Europe’s top rights court on Tuesday, November 4th, said Estonia’s smoking ban in jails violated basic rights and ordered the Baltic nation to pay compensation to three prisoners.
The ruling follows a complaint by four jailed long-term smokers after the Baltic country in 2017 implemented a total smoking ban in prisons.
The European Court of Human Rights said this violated Article 8 of the European Convention on Human Rights, guaranteeing “the right to respect for private and family life.”

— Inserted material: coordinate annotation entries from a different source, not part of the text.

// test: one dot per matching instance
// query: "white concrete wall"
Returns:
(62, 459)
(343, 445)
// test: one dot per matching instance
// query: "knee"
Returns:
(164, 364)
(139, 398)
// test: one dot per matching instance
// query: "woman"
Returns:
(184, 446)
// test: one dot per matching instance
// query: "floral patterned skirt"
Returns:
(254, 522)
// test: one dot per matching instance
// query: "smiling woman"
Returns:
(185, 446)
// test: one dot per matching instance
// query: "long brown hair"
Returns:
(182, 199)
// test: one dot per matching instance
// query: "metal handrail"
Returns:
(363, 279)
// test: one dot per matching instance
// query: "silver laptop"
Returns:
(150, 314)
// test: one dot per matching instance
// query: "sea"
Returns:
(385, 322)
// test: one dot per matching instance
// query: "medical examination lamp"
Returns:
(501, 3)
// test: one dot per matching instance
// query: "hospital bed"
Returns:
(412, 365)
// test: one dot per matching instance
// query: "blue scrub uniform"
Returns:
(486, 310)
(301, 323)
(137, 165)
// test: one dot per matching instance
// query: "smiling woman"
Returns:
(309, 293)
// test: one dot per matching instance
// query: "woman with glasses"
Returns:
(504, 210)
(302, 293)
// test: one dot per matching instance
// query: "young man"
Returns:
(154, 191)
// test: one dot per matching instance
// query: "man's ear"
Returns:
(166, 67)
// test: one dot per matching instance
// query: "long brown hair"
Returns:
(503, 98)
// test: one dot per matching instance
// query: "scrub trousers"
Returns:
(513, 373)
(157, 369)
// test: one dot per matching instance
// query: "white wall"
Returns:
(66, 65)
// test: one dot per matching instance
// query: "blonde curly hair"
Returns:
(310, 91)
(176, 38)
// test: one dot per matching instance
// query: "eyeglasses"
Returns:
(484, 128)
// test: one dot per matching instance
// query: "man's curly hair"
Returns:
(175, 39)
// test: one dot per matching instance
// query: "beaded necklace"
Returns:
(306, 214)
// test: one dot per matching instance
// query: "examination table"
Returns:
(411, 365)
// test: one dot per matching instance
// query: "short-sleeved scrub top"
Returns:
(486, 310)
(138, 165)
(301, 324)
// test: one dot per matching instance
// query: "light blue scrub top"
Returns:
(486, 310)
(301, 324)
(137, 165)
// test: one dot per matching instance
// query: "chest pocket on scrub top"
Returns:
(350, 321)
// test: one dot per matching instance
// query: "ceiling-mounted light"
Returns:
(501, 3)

The ECtHR said the decision to smoke was a matter of personal autonomy, with prisoners entitled to make decisions about their lives and health. Inmates retain all fundamental rights under the convention, except for the right to liberty, the Strasbourg-based court said.
“In a context of already limited personal autonomy, the freedom for prisoners to decide—such as whether to smoke—was all the more precious for them,” the court added.
The court criticised Estonian authorities for imposing the ban without assessing the “impact on the personal autonomy of prisoners who smoked.” The inmates had complained about the ban as well as the withdrawal symptoms they experienced as long-time smokers such as weight gain, sleeping problems, depression and anxiety.
“Such a far-reaching and absolute ban had not been justified,” it said, asking Estonia to pay €1,500 to each of the three successful plaintiffs.
The ruling will be welcomed by pro-smoking campaigners, but for critics it will represent yet another example of the supra-national court inventing new “human rights” out of thin air.